# Best construction for a MH



## coppo (May 27, 2009)

I,m asking this question before as opposed to after getting another MH.

What is the best construction for a MH.
Is it aluminium or fibre glass walls and styrofoam insulation

What about the frame holding the sides together, is steel better that wood or nothing at all best?

I,m asking cos i,ve seen some damaged Hymers and these have had a wood frame which i didn't think was the best choice for longevity and was wondering what others manufacturers used and what would last, in theory, the longest.

Its nice to know what is the best to buy, especially if thinking of changing(like me).

Paul.


----------



## 96299 (Sep 15, 2005)

Good questions Paul that I think alot of us would like to know the answers to. 

I would like to know if the timber frame carcass is just plain ol soft wood, or has it been treated in some way.

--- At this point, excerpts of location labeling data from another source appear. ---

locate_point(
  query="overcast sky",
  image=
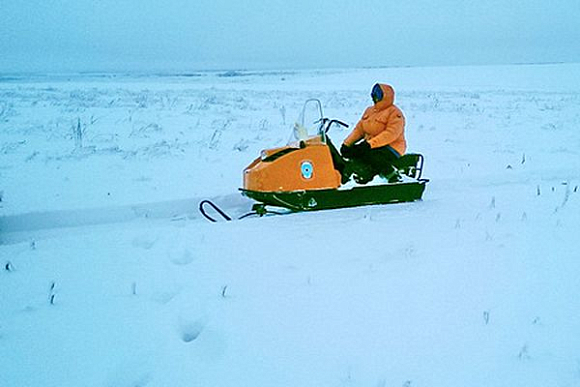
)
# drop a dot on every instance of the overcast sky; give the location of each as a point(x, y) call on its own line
point(181, 35)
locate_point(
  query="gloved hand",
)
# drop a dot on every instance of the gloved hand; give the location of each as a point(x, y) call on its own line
point(360, 149)
point(346, 151)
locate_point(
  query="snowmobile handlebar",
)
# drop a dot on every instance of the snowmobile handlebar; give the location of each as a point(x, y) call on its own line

I think I might already know the answer to that but would love to hear it from the pro's. 8) 

Steve


----------



## neilbes (Oct 16, 2006)

I have had one van with alloy and wood

and one with grp and wood

grp is less prone to dinks and better insulated.

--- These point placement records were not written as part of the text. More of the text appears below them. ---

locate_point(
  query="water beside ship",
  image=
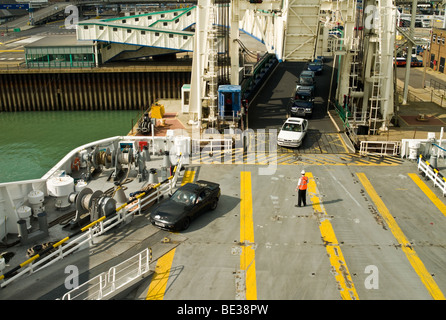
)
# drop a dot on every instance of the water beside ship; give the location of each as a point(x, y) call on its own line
point(31, 143)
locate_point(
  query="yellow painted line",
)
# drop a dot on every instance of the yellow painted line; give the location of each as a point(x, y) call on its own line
point(342, 275)
point(247, 258)
point(438, 203)
point(158, 285)
point(407, 248)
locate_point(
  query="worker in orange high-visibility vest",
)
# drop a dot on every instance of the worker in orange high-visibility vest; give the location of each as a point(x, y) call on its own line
point(301, 189)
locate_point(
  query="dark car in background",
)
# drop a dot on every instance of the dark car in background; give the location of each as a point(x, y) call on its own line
point(185, 204)
point(317, 66)
point(303, 102)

i don't think steel is used i think it is alloy,for the stud work


----------



## b16duv (Feb 14, 2006)

Have a look Here not a lot of wood in evidence there!

D


----------



## coppo (May 27, 2009)

Yes Steve, the timber(on the crash damaged Hymers) looked like cheap 2 bit rubbish but then Hymer have a good reputation for quality.

So GRP is the best then?

I know theres a lot of other factors but getting the basic construction right is a necessity.

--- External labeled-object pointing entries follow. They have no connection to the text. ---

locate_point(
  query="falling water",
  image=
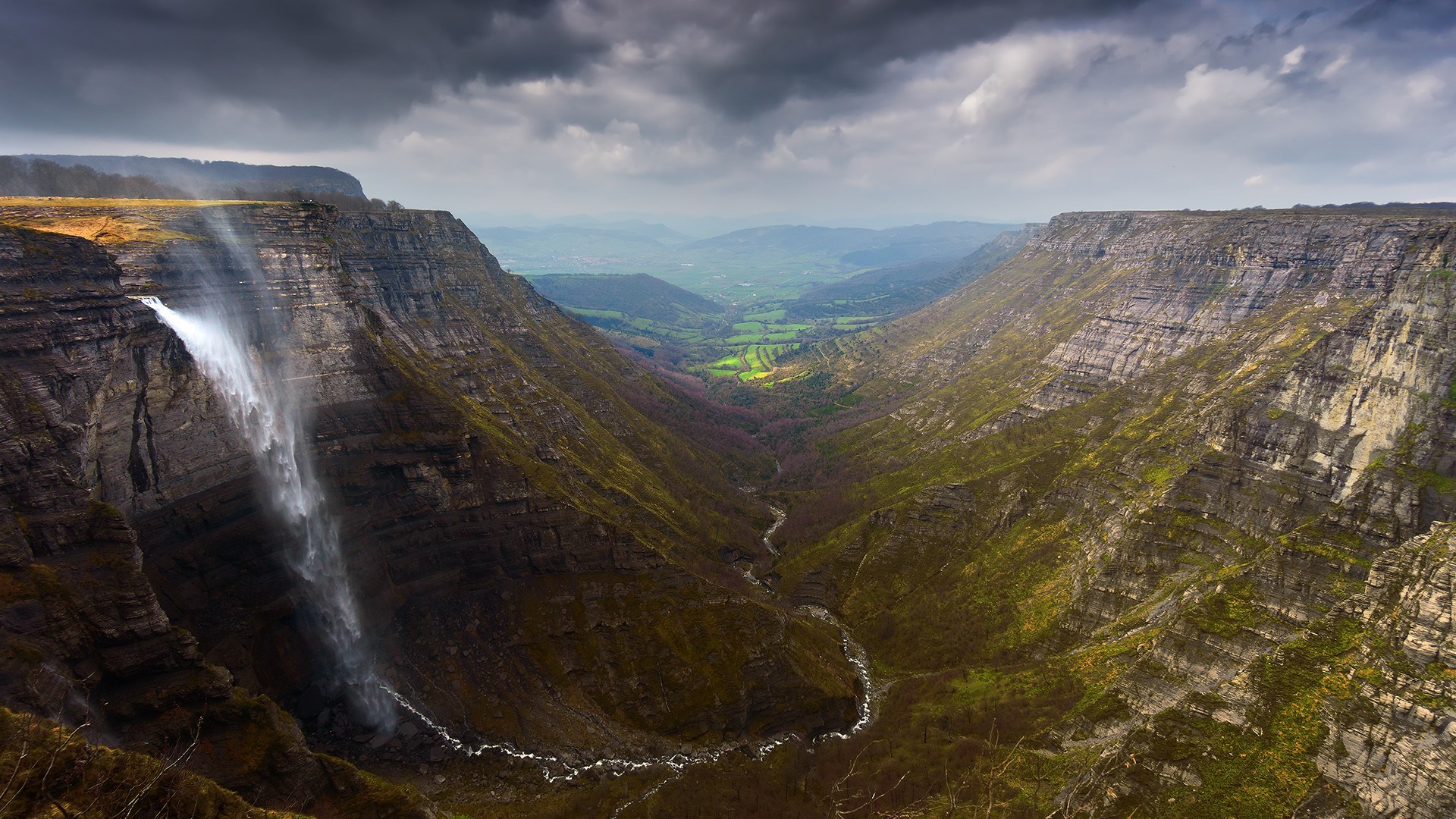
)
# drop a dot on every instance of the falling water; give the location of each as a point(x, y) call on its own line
point(270, 416)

B16 duv yes i have the latest N&B catalogue which suggests quality, but i,m looking at second hand.

I posted on here last week that i saw a 10 year MCL motorhome and arranged to view, it looked an absolute beauty for £59,995 ono, it cost about £200,000 10 years ago. It sold before i saw it, but thats something i,m considering, pure quality, not some of the rubbish put out these days.

Paul.


----------



## b16duv (Feb 14, 2006)

coppo said:


> Yes Steve, the timber(on the crash damaged Hymers) looked like cheap 2 bit rubbish but then Hymer have a good reputation for quality.
> 
> So GRP is the best then?
> 
> ...


They've been building them like that for several years now Paul - you'd get a really nice Flair for £60k, and probably for a bit less too!

David


----------



## teemyob (Nov 22, 2005)

*Frames*

what about Aluminium?

Click Ici!


----------



## spartacus (Jul 10, 2008)

Leaving aside the question of cost, I would choose GRP body with alloy framing and the more styrofoam the better - not all MH's have the same level of insulation.

Eura Mobil springs to mind.


----------



## coppo (May 27, 2009)

Yes fair point David about N&B, i,m looking for pure quality, obviously second hand, something built with utmost care, stick a private plate on and no one will know, i,m really annoyed about losing out on that MCL, it had so much on and hand built.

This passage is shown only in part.